Si le dentiste facture 180 €, reste à charge : 124 €.
La mutuelle peut couvrir une partie de ce montant selon le contrat choisi.
Prothèses dentaires et réforme 100% Santé
Depuis la réforme 100% Santé, plusieurs prothèses dentaires sont intégralement couvertes par le tandem Sécurité sociale + mutuelle. Par exemple, une couronne métallique ou une couronne céramo-métallique sur une dent visible peut être remboursée à 100%, sans reste à charge.
Cependant, pour des prothèses plus esthétiques comme les couronnes tout-céramique, le remboursement des frais dentaires par la sécurité sociale reste limité. La base de remboursement est de 107,50 €, soit 75,25 € couverts par l’Assurance Maladie, et le reste dépend de la mutuelle.
Exemple pratique pour une couronne
Couronne céramique facturée : 800 €
Base de remboursement : 107,50 €
Prise en charge Sécurité sociale (70%) : 75,25 €
Remboursement complémentaire santé : 200 €
Reste à charge du patient : 524,75 €
Cet exemple illustre parfaitement les limites du remboursement des frais dentaires par la sécurité sociale, en dehors du panier 100% Santé.
Orthodontie et enfants
Pour les enfants de moins de 16 ans, l’orthodontie bénéficie d’un remboursement spécifique. Chaque semestre de traitement est évalué à 193,50 €, dont 70% sont remboursés, soit environ 135,45 €. Or, les tarifs pratiqués oscillent généralement entre 600 € et 1 200 € par semestre.
Ainsi, le remboursement des frais dentaires par la sécurité sociale ne couvre qu’une partie très limitée des frais, et le reste doit être assumé par la famille ou par une mutuelle adaptée.
Exemple chiffré en orthodontie
Semestre de traitement : 900 €
Base de remboursement : 193,50 €
Prise en charge Sécurité sociale (70%) : 135,45 €
Complément mutuelle : 400 €
Reste à charge pour la famille : 364,55 €
Implants dentaires : le non-remboursement
Les implants dentaires sont toujours exclus du cadre de remboursement. Le remboursement des frais dentaires par la sécurité sociale est nul pour la pose d’un implant. Seules certaines couronnes posées sur implants bénéficient d’une base de remboursement (107,50 €).
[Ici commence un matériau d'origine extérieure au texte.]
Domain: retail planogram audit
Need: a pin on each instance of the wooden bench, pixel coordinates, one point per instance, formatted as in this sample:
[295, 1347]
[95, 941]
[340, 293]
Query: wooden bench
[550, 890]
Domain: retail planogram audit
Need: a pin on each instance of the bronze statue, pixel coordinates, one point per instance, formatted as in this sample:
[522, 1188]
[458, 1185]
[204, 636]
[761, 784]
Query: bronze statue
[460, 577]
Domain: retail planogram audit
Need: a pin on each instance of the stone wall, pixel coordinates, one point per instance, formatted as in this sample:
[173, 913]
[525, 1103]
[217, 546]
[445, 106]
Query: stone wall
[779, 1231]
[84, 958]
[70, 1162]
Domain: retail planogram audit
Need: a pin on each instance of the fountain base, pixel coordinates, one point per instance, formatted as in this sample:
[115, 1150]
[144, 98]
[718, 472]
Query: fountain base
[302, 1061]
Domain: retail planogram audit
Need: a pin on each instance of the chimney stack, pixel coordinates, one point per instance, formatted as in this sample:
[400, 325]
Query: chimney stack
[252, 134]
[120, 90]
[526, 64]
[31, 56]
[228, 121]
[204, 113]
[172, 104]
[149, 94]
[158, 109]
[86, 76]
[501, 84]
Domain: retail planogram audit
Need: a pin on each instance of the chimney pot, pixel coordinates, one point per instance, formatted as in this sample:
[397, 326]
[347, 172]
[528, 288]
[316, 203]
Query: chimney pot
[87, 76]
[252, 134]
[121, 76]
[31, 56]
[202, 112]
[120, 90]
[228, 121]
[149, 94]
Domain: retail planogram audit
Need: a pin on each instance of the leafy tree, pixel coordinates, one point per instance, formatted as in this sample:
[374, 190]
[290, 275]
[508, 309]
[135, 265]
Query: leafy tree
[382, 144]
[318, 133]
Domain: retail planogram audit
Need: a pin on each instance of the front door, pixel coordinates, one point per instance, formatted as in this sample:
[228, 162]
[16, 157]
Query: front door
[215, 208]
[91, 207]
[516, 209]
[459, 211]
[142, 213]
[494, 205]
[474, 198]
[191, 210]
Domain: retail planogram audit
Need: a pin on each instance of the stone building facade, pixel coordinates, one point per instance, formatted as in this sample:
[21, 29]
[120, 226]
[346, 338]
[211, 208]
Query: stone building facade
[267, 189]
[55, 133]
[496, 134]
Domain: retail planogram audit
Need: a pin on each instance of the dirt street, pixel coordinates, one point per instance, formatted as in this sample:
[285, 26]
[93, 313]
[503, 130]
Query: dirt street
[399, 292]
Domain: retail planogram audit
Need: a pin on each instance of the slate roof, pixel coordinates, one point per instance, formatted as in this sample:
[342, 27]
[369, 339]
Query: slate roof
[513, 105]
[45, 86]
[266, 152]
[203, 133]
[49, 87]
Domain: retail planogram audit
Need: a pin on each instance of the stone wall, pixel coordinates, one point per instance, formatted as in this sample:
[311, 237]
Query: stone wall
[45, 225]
Les patients doivent donc prévoir plusieurs milliers d’euros à leur charge, sauf si leur complémentaire santé inclut une garantie spécifique.
Conseils pratiques pour interpréter les remboursements
- Vérifiez systématiquement les devis fournis par votre dentiste.
- Comparez les prix réels et les bases de remboursement pour estimer votre reste à charge.
- Assurez-vous que votre mutuelle offre une couverture adaptée aux prothèses et orthodonties.
- Privilégiez, lorsque c’est possible, les soins du panier 100% Santé pour réduire les coûts.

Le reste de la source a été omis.